0

Suppose I have the following asm program, exit.s:

.section .text
.globl _start
_start:
    movl $1, %eax
    movl $0, %ebx
    int $0x80

When I run the following command to build the object file:

$ as exit.s -o exit.o

What exactly is this doing, and why is this needed? From the book "Programming from the ground up":

An object file is code that is in the machine's language, but has not been completely put together.

I thought that was the whole point of the assembly language itself? What then is the difference between an assembly program (exit.s) and an object file (exit.o). Couldn't both be read by a computer, for example doing hexdump on the first line:

0000000 2e 73 65 63 74 69 6f 6e 20 2e 74 65 78 74 0a   
000000f

Why couldn't the computer understand that directly?
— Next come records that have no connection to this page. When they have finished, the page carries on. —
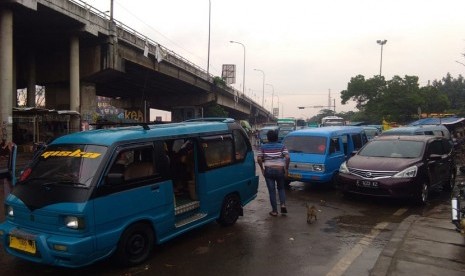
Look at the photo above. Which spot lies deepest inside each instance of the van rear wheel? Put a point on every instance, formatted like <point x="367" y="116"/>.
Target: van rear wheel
<point x="135" y="245"/>
<point x="230" y="211"/>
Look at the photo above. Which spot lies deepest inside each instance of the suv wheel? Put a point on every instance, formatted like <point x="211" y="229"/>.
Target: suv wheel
<point x="450" y="183"/>
<point x="423" y="193"/>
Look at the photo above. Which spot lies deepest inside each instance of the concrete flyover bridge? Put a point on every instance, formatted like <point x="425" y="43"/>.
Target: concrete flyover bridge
<point x="78" y="53"/>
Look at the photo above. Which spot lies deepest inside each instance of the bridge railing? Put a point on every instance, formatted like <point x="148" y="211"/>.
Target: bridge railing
<point x="133" y="37"/>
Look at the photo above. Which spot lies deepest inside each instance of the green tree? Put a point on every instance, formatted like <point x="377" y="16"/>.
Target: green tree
<point x="454" y="89"/>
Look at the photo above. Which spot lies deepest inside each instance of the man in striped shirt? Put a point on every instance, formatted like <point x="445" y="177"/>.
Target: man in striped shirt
<point x="273" y="159"/>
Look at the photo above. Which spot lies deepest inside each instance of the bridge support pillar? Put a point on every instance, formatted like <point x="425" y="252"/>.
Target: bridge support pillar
<point x="74" y="98"/>
<point x="31" y="82"/>
<point x="6" y="74"/>
<point x="88" y="104"/>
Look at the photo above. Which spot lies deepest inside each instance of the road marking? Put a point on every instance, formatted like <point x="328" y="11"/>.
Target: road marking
<point x="400" y="212"/>
<point x="347" y="260"/>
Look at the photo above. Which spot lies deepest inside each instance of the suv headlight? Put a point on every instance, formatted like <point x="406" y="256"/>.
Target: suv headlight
<point x="407" y="173"/>
<point x="74" y="222"/>
<point x="343" y="168"/>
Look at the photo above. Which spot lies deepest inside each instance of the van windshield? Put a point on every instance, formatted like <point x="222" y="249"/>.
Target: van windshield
<point x="392" y="149"/>
<point x="65" y="165"/>
<point x="306" y="144"/>
<point x="263" y="132"/>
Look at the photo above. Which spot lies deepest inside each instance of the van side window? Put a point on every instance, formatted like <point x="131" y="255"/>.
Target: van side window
<point x="217" y="150"/>
<point x="334" y="145"/>
<point x="240" y="145"/>
<point x="141" y="164"/>
<point x="345" y="142"/>
<point x="357" y="138"/>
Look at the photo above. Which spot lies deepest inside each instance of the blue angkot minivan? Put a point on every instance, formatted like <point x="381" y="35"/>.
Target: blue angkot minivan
<point x="118" y="192"/>
<point x="317" y="153"/>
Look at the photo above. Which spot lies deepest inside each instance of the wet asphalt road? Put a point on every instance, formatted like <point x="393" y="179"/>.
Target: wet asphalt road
<point x="346" y="239"/>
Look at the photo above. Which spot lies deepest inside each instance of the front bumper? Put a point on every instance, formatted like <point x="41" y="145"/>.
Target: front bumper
<point x="75" y="251"/>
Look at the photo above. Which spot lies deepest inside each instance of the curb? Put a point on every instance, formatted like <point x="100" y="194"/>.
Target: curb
<point x="388" y="255"/>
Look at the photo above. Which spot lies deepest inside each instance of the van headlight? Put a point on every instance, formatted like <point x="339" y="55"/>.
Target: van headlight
<point x="407" y="173"/>
<point x="74" y="222"/>
<point x="343" y="168"/>
<point x="318" y="167"/>
<point x="9" y="211"/>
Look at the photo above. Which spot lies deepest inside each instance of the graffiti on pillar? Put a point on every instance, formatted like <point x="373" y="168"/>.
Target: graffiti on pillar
<point x="105" y="111"/>
<point x="134" y="115"/>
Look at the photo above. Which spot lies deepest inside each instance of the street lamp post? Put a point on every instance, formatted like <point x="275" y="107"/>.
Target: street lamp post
<point x="278" y="106"/>
<point x="209" y="24"/>
<point x="381" y="42"/>
<point x="263" y="87"/>
<point x="243" y="75"/>
<point x="272" y="97"/>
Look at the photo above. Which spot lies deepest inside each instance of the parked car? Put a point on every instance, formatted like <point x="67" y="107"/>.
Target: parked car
<point x="317" y="153"/>
<point x="262" y="133"/>
<point x="399" y="167"/>
<point x="283" y="131"/>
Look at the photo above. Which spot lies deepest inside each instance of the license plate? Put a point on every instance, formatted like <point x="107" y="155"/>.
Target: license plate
<point x="295" y="175"/>
<point x="23" y="244"/>
<point x="367" y="184"/>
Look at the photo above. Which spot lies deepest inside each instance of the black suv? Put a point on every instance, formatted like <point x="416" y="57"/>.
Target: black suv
<point x="400" y="166"/>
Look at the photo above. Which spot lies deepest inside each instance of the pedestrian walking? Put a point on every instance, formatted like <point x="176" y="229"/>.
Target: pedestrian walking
<point x="273" y="159"/>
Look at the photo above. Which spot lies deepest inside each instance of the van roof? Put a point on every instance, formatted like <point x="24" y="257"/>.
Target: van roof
<point x="326" y="131"/>
<point x="107" y="137"/>
<point x="412" y="129"/>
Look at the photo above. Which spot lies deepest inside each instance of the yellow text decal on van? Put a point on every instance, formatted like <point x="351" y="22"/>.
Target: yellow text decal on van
<point x="76" y="153"/>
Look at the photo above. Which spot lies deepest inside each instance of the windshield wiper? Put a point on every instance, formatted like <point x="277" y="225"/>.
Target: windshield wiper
<point x="65" y="183"/>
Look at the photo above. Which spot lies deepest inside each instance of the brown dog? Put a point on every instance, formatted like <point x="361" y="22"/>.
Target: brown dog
<point x="311" y="212"/>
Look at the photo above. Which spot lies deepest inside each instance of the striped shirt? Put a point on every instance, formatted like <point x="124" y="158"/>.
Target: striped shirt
<point x="273" y="154"/>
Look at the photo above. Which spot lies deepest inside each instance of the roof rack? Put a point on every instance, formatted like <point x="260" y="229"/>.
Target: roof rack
<point x="114" y="124"/>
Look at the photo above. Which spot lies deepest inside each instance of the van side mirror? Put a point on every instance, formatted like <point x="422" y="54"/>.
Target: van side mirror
<point x="114" y="179"/>
<point x="435" y="157"/>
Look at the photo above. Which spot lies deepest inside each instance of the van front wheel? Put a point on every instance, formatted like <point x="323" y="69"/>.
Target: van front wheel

  • Ahh, but picture if you had multiple asm files. Maybe printing.s, inputting.s, fileopen.s, etc. Then there's main.s that calls the routines from all those other files to do something amazing. At some point, you need to stitch them all together. The "call print" that you use in main.s would need to know the address where the code for print ended up. That's what linkers do. It takes all the object files, figures out where to put everything in memory, replaces symbols with the actual addresses, then writes out the executable. – David Wohlferd Oct 05 '19 at 20:27
  • An object file contains all the necessary instructions but not runnable. Next compilation step is to link an object file with all libraries that a program will need. For example, if you use printf, a linker links statically or dynamically the instructions. Assembly language is composed of "mnemonic" and "operands". Mnemonic is an operation name made by the processor. For example, movl is a mnemonic and tells to processor to move a (immediat) value (1)to eax registry. The problem is a processor doesn't understand what does it mean movl, he only understands a long logically sequence of 0 and 1. – nissim abehcera Oct 05 '19 at 20:35
  • @DavidWohlferd would you want to show an example of that in an answer and I can go ahead and accept it? –  Oct 05 '19 at 20:55
  • @nissimabehcera but why not make a computer that can understand MOVL then? That's the question ;) – m0skit0 Oct 05 '19 at 21:10
  • 1
    Note that it is possible to skip the object file step and have the assembler directly produce an executable. However, this makes it difficult to write libraries and large programs as the assembler has to reassemble the entire library every time you use it, consuming a lot of time and memory. A linker is much faster in this regard. – fuz Oct 05 '19 at 21:53

1 Answers1

0

What exactly is this doing

That is assembling (translating) your assembly (human-readable text) into machine code (machine-readable binary).

why is this needed

Because CPUs cannot execute text, they can only execute machine code.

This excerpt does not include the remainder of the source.